Sparse Autoencoder (SAE) aim to achieve more explainability to the autoencoder architecture. An autoencoder process activates hidden layers that learn patterns in the data, but these layers might be learning non essential features in the data. A SAE is designed to learn a compressed but more selective representation of the input by forcing only a small number of neurons in the hidden layer to activate for any given sample.
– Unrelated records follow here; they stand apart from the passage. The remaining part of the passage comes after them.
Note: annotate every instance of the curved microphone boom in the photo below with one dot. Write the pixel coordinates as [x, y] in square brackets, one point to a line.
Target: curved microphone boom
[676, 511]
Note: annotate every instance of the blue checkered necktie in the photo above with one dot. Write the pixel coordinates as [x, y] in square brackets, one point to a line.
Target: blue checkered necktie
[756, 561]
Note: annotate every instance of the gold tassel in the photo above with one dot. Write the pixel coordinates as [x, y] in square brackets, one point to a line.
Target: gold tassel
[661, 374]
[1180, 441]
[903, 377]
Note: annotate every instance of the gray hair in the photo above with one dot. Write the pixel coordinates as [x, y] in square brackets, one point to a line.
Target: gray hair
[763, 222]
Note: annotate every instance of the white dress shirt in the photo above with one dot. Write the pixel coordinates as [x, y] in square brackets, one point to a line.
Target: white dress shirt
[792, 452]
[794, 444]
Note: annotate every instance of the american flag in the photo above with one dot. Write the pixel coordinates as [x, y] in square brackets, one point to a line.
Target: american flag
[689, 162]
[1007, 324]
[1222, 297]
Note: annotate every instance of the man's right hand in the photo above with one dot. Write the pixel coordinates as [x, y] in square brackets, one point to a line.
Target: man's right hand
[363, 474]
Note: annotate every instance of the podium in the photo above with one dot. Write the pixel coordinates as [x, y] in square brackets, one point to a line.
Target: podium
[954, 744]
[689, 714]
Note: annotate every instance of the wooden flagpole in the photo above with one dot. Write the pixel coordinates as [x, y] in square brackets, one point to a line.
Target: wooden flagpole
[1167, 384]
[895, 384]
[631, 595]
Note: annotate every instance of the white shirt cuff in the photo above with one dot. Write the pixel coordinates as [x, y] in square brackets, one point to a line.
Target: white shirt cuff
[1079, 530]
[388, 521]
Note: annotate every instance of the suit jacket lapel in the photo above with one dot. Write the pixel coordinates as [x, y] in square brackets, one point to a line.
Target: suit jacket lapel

In SAE, a L1 penalty (Spase Penalty) is applied so that unnecessary hidden layers are not activated and model learns most important underlying patterns rather than memorizing all input details. In the context of anomaly detection, this is useful because normal transactions are expected to activate a consistent set of latent features and therefore reconstruct well, while fraudulent transactions are less likely to align with these sparse learned patterns and should produce higher reconstruction error.

Theoretical Hypothesis

In financial datasets, a fraudulent transaction may be anomalous across one or two dimensions (like time of day, amount etc.), while remaining features imitate normal behavior. By forcing the L1 penalty, the hypothesis is that by feature isolation, the network will be forced to rely on a minimal set of activations, and the model cannot use a generalized representation of data [6].

Architecture & Results

Layers: 34-8-4-4-8-34| Activation – ReLU | Loss – MSE, Epochs -50
Parameters – Total (662), Trainable (662)

The following are the results:

Table 3 – Results of Sparse autoencoder

SAE results show a decline in performance with a low AUPRC score. The added sparsity constraint has over constrained the model, reducing its ability to reconstruct normal patterns effectively. Precision and Recall are worse than earlier models along with F1 score. Reconstruction error plot shows significant overlap between classes and a high threshold for anomalies. The precision recall curve confirms poor performance with precision dropping as quickly as recall increases. Recall curve shows limited improved improvement over random selection.

Denoising Autoencoder

Often, the input data may contain noise/corrupted information and an autoencoder would include the noise in learning pattern as well. In this type of auto encoder, a random noise is added to the input data during training. The aim is for the model to subtract the noise and learn the meaningful features of data. In our model, we introduce Gaussian Noise, which helps the model to ignore small fluctuations, focus on underlying pattern and not exact values.

Gaussian Noise (std dev) adds random Gaussian (normal) noise to the input during training only.

So, each training input becomes original_value + random_noise

Theoretical Hypothesis

Most financial datasets have noise especially with credit card transactions, a large transaction may exhibit natural variance. Using a standard autoencoder may mimic this noise leading to false positives. An intentional Gaussian noise added to input data during training forces the model to learn the foundational data for normal transactions and become robust against small input perturbations [7].

Architecture & Results

Layers: 34-34-8-4-8-34| Noise – Gaussian | Activation – ReLu | Loss – MSE, Epochs -50
Parameters – Total (662), Trainable (662)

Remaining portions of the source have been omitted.